According to News from New Hampshire and NPR, the official state food of New Hampshire is only classified as 'boiled dinner.' This, quite literally, could encompass anything from boiled potatoes and meat to seafood that's been boiled until cooked. It's not very descriptive and, in full truth, it's not a very accurate portrayal of the foods that visitors have access to once they cross the state line. New Hampshire is land-locked with the exception of a line of cities and towns from Portsmouth to Seabrook, thus influencing the cuisine even more so with the addition of fresh seafood. However, this still doesn't account for the rest of the state.
Many have argued the case for apple cider donuts being the state's official food; however, Vermont also lays claim to this.
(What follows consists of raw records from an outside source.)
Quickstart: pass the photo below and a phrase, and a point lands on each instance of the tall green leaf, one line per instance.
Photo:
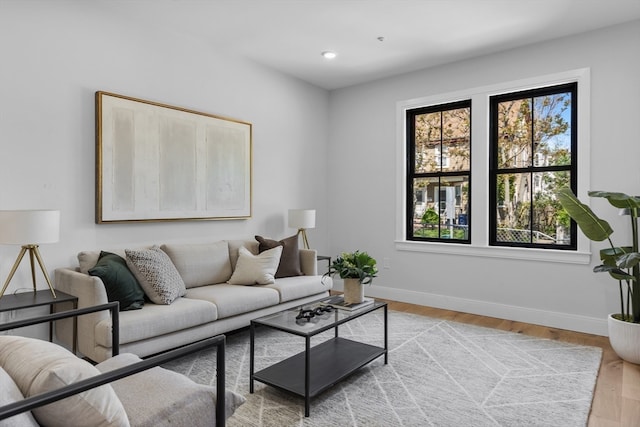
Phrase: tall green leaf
(594, 228)
(619, 200)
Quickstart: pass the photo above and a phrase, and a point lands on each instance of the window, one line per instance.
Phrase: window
(543, 164)
(439, 172)
(532, 155)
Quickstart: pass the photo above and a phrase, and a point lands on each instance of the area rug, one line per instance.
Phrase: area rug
(440, 373)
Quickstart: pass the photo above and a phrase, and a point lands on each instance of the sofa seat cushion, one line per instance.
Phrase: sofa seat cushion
(10, 393)
(38, 367)
(235, 299)
(159, 397)
(201, 264)
(157, 319)
(291, 288)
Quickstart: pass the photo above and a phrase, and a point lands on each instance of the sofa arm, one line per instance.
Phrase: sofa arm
(55, 395)
(90, 292)
(308, 262)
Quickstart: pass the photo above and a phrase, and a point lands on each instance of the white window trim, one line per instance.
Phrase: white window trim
(480, 169)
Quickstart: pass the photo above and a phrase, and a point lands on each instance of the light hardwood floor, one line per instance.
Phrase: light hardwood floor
(616, 402)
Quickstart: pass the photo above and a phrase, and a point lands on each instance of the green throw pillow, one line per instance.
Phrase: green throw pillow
(119, 282)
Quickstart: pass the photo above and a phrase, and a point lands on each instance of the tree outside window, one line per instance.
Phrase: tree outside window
(439, 175)
(533, 149)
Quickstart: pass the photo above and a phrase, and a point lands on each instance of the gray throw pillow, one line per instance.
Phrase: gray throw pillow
(156, 274)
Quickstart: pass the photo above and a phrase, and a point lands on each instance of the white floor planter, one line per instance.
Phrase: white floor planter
(625, 339)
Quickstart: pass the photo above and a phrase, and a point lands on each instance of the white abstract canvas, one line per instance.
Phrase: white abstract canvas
(156, 162)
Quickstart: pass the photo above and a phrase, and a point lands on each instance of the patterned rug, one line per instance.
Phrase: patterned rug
(440, 373)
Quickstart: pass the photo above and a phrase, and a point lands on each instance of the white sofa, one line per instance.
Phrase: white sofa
(209, 305)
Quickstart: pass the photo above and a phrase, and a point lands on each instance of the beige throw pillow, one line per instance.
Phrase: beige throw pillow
(256, 269)
(156, 274)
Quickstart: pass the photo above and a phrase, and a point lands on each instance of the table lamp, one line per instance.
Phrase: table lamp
(29, 228)
(302, 219)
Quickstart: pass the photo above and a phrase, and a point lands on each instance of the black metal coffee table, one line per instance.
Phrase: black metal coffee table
(317, 368)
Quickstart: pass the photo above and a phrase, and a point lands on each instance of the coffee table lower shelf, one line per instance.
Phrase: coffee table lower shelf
(331, 362)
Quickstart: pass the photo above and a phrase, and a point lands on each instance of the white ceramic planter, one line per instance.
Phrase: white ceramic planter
(625, 339)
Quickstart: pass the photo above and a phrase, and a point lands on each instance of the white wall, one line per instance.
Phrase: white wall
(56, 55)
(362, 182)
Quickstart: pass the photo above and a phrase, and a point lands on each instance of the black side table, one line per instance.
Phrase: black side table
(30, 299)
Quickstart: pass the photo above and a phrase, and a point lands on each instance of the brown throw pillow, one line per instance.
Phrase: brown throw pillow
(289, 260)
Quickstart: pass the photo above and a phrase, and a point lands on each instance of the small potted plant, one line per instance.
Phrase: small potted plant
(620, 262)
(356, 269)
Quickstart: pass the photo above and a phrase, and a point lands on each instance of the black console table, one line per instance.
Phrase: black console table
(10, 302)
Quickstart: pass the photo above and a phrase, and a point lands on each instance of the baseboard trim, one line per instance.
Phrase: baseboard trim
(572, 322)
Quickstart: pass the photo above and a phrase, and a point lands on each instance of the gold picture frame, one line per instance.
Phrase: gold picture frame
(156, 162)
Additionally, lobster - freshly caught - is considered another iconic New Hampshire dish, but Maine also lays claim to that, as well.
It's Actually A Collection Of Dishes, All Of Which Shape New Hampshire's Food Culture
It would be more accurate to detail the list of dishes that make up New Hampshire's cuisine, as a whole. From the crops that originally grew on its soil to the European-style dishes that give some menus that 'old-world' feel. The variety is part of why navigating any New Hampshire restaurant menu is so much fun, and knowing each dish comes with history makes it even better.
Boiled Meat And Potatoes
This dish is something that can be found on many inland menus and though it's not the most appetizing, it is one of the oldest dishes still served. Usually, the dish starts out with brisket or ham that's been boiled with vegetables such as cabbage, potatoes, and carrots. The flavor might be far from what many expect when they think of meat and potatoes, but it's a cozy-warm dish that gets visitors through the cold winter months.
Lake Bass (Usually Fried)
New Hampshire is also a state that's known for its lakes and the residents who fish in them. One of the most popular fish that's caught is the lake bass, which makes for a great dinner once it's been cleaned and fried. With fishing being such a huge pastime in this New England state, it's not surprising to know that seafood is popular both on the coast and inland; freshwater fish and saltwater fish both make the menu in some places.
New England Clam Chowder
Some might say that this was borrowed from Massachusetts while others stand by their tomato-based Manhattan chowder; either way, it's been ingrained into New Hampshire food culture for some time now. The addition of certain vegetables (corn, for example) is a great example of how the original crops of the state have been incorporated into dishes over time. Even to this day, it wouldn't be unusual to find corn chowder on menus due to the fact that the crop takes so well to the soil. New England brings harsh weather, which means other root vegetables - such as potatoes - do very well; thus, they're used in chowders.
In conjunction with apple cider donuts, it's not surprising to know that apple pie is another contender on the list of foods that could become the 'official' state food of New Hampshire. It's not tough to find apple orchards throughout the state (in fact, many are within a long stone's throw of one another), and with that comes baked goods. Many of the state's best foods are influenced by the growing season.
Hunting is a pastime that's equally as popular as fishing in New Hampshire, which makes venison a high commodity. While it's not found in every restaurant, there are places that offer it on the menu in one form or another. If nothing else, it's likely something that will be served in the homes of those who live in the more rural parts of the state.